Craving to be close to other people’s families:
Not having the traditional family setting always made me enjoy being around other families that did. Meeting friend’s siblings and seeing how similar they both are was fascinating, sitting for dinner at a table for more than two people was refreshing and I loved feeling part of a big family, even if it was for only a night. I’m not particularly close to my partner’s family, through no fault of my own or his, it’s just a different situation.. but it took me a long time to come to terms with not being close to his brother and family. Although it does makes me more determined to have a close family setting if I have my own family.
Friends mean a lot to me:
Being sibling-less means having one less person to lean on when the going gets tough or when in the future my parents aren’t around anymore. It’s always a constant worry in the back of my brain, that one day, I won’t have any immediate family left. Having close friends helps those scary realisations, I won’t ever be alone as my friends will always be there as a sort of extended family.

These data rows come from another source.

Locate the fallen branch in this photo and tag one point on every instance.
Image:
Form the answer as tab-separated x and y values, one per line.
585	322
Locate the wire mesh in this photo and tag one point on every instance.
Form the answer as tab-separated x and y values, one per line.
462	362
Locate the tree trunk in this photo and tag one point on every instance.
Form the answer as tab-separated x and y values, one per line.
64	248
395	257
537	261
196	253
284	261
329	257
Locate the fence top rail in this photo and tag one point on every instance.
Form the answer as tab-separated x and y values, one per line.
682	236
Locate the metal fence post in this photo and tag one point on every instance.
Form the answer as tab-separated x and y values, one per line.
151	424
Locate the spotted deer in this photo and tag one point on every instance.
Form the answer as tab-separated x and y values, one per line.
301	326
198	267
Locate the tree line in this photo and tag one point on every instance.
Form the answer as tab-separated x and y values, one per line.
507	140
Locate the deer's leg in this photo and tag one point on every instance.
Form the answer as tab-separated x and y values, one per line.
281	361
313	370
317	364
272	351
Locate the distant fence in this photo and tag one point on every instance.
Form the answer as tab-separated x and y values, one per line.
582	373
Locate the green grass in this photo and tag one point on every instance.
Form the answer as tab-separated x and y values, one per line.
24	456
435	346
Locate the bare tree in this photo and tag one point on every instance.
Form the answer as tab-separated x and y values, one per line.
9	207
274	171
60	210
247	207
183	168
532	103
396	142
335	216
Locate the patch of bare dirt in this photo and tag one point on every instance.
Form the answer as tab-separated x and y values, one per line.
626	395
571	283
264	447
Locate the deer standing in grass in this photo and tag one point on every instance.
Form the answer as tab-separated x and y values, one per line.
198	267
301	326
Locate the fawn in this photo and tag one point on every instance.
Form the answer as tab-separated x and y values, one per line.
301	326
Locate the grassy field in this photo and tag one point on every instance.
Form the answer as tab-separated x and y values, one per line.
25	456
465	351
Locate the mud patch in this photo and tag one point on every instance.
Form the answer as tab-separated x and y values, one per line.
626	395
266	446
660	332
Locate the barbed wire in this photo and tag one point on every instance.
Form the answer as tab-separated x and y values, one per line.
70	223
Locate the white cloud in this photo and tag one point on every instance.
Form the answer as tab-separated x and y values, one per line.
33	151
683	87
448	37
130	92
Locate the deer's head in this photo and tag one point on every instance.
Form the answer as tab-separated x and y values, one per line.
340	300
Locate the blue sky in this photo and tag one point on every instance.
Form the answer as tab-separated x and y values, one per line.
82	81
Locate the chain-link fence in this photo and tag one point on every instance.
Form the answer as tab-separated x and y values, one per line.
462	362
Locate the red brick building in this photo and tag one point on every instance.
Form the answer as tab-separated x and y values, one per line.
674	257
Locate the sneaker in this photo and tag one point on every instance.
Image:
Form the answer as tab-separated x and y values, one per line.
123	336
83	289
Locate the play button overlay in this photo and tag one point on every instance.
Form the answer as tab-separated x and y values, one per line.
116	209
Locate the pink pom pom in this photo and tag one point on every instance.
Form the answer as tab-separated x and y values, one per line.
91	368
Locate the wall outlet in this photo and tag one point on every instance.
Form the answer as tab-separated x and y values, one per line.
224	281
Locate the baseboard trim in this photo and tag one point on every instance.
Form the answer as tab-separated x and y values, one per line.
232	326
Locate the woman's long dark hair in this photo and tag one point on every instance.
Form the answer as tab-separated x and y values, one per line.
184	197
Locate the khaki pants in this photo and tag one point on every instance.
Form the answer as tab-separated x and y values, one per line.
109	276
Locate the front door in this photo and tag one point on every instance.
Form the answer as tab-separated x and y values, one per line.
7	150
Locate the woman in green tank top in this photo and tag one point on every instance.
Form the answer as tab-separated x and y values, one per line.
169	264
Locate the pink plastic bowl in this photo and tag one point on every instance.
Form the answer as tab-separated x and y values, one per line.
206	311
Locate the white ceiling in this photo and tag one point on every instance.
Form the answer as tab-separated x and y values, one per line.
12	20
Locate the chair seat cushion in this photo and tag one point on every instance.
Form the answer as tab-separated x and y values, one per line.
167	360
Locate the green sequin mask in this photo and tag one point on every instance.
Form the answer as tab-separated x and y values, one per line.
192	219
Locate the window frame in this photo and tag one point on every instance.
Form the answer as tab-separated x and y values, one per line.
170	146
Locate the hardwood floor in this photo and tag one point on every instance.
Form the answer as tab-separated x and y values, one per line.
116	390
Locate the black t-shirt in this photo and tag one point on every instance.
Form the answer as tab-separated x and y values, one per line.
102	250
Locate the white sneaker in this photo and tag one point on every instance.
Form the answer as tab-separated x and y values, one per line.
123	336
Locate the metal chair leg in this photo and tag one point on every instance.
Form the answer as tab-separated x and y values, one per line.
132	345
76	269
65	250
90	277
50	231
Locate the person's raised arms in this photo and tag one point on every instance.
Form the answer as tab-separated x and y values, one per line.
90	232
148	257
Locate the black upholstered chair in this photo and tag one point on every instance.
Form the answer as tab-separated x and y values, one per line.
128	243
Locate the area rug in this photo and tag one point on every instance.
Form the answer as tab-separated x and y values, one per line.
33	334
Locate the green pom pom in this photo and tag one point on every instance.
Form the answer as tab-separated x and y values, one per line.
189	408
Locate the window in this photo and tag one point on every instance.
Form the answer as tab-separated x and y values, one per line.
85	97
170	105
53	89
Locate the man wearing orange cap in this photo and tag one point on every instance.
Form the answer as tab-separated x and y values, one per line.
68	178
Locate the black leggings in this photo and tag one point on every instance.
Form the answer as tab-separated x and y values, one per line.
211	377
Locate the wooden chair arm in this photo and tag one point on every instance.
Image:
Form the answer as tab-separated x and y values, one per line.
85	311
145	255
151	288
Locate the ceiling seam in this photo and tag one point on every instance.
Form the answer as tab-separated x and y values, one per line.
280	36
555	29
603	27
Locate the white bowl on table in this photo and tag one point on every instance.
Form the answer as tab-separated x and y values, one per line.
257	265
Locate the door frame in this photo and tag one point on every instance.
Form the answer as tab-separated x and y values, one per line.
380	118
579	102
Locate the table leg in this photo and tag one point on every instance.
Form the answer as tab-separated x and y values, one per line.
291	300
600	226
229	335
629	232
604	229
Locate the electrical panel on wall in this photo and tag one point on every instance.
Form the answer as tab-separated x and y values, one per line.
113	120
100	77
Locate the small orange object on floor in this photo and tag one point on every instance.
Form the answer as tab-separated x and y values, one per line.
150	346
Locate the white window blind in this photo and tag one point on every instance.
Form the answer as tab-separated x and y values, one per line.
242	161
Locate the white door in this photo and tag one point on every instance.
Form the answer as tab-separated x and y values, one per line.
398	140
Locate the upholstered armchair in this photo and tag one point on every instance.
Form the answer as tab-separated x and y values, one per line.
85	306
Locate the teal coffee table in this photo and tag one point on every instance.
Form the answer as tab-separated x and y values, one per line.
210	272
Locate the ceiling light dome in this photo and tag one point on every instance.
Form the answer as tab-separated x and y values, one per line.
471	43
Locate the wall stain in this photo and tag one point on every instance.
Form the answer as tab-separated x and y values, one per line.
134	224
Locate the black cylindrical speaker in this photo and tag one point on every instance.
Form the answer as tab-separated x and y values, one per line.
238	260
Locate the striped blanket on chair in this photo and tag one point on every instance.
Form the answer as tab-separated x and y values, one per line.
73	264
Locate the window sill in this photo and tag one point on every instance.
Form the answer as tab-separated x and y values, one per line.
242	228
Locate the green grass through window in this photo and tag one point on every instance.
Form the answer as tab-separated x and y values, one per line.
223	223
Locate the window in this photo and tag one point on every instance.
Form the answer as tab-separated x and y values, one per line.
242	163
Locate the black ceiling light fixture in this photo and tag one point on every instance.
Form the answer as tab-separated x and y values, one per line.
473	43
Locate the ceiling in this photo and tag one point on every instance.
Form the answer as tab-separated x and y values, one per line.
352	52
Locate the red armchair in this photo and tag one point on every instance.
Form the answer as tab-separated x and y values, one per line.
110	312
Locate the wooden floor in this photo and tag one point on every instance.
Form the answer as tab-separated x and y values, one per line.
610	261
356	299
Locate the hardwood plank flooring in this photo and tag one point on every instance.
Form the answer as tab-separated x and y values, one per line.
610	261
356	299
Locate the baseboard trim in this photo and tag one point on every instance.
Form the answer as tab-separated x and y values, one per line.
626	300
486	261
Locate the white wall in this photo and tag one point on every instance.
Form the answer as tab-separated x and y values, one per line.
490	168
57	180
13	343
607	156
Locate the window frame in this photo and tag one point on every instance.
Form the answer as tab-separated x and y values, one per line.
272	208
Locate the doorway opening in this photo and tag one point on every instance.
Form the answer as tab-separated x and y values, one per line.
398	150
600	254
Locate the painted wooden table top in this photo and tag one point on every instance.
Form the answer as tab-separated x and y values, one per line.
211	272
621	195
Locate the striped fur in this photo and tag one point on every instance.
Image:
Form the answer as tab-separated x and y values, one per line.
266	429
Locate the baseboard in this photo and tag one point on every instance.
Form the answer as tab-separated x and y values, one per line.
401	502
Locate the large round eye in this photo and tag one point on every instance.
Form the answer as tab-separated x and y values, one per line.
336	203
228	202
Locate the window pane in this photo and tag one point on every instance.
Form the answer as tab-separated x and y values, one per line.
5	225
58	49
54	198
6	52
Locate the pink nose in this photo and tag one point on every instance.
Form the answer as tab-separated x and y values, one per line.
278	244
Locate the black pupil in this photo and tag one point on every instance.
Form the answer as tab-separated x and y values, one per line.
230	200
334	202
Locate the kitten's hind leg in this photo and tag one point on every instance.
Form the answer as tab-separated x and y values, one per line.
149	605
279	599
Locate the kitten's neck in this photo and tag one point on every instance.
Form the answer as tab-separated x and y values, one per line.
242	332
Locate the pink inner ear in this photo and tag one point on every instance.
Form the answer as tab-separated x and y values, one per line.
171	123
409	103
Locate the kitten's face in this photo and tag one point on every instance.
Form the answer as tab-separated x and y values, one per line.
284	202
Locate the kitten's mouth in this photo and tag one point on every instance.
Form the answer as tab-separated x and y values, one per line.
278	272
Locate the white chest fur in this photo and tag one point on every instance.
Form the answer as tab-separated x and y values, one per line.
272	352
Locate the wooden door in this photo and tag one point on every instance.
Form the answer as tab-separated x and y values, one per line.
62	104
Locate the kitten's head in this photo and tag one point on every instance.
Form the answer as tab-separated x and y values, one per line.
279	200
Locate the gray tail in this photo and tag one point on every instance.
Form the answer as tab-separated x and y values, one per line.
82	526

I’m not big on babies and small children:
I honestly think my upbringing made me not very maternal, I was never around a lot of children until I was an older child/early teenager as I had more young cousins by that time. I just don’t have that desire to hold babies and coo at them like other adults my age.
I have a very overactive inner-monologue:
In other words, I talk to myself.. not in a ‘I think I’m going slightly loopy’ kind of way, but when you have spent 80% of your free time without another child around, you need to entertain yourself somehow!
Missing what never existed:
My parents didn’t chose to not have more children, they broke up when I wasn’t even one and then any other chances my parents had to have children with other people didn’t work out.. I won’t go into details, as it’s not my story to tell. But every blue moon a slight wave of sadness washes over me, I miss the siblings that I never had. Having an extensive imagination isn’t always a good thing, I created many pretend siblings and many different scenarios with them, but every time I awake from those dreams and my would be siblings aren’t there is a tad heartbreaking.
Being a tad oversensitive:
It’s no secret that I am very oversensitive and emotional, it’s my gift and my curse. I always have wondered if not growing up without siblings affected my way to take criticism and struggle to stand up for my self, as there was no other children to fight and learn these skills with at home.
We aren’t all selfish brats:
Contrary to popular belief, we aren’t all narcissistic brats. Yes, we did have the full attention of our parent’s but that’s not always a good thing, let me assure you.
Are any of you a single child too? How did it affect you growing up? I’d love to know in the comments!